CoreWeave is seeking to solve the problem of delivering a reliable and performant GPU infrastructure experience for AI development by evolving its GPU performance testing platform and ensuring high standards of latency, throughput, and reliability across global infrastructure.
Requirements
- ~5-8 years experience
- Strong proficiency in Go and/or Python software development.
- Hands-on experience with Kubernetes at production scale.
- Experience testing hardware at scale
- HPC Experience
- Experience with AI/ML infrastructure and training / inference
Responsibilities
- Design and implement solutions to problems of scale for testing and validation of CoreWeave’s global infrastructure.
- Build and maintain backend services and APIs (gRPC/REST) in Go or Python to interact with Kubernetes and other infrastructure systems.
- Develop performance tests and automation workflows to expand hardware validation across the CoreWeave fleet.

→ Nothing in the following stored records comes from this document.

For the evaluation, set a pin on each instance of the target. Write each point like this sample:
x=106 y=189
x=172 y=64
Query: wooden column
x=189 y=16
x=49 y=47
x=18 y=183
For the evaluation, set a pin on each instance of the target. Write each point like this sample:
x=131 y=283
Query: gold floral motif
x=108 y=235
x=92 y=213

- Write and maintain Kubernetes custom controllers and operators to automate infrastructure testing.
- Adapt and extend open source tooling to enhance visibility into system metrics, performance, and health.
- Lead and collaborate on cross-team efforts related to infrastructure testing and provisioning.

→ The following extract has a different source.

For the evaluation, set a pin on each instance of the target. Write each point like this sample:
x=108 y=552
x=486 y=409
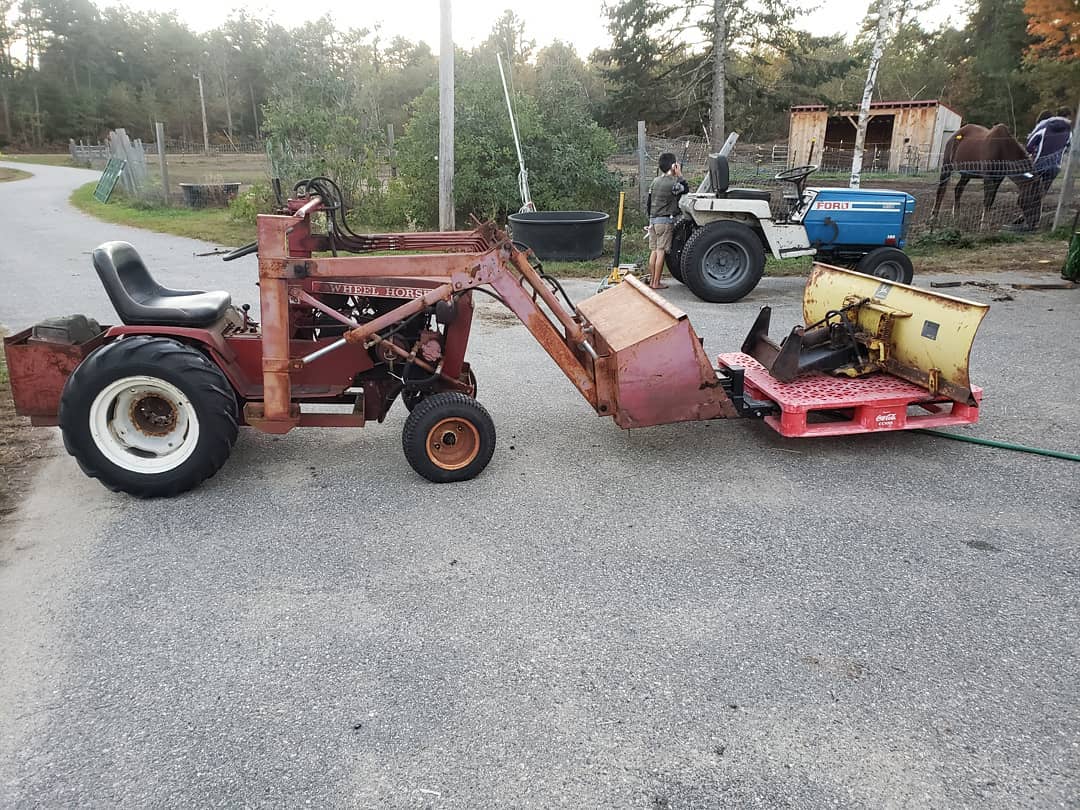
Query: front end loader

- Mentor GPU performance team members.
Other
- Participate in an on-call rotation.
- Shape and influence development and deployment policies for the GPU performance team.
- Hybrid work environment with potential for remote work for candidates located more than 30 miles from an office.
- Must be a U.S. person or eligible to access export controlled information without requiring export authorization.
- Ability to attend onboarding at one of CoreWeave’s hubs within the first month.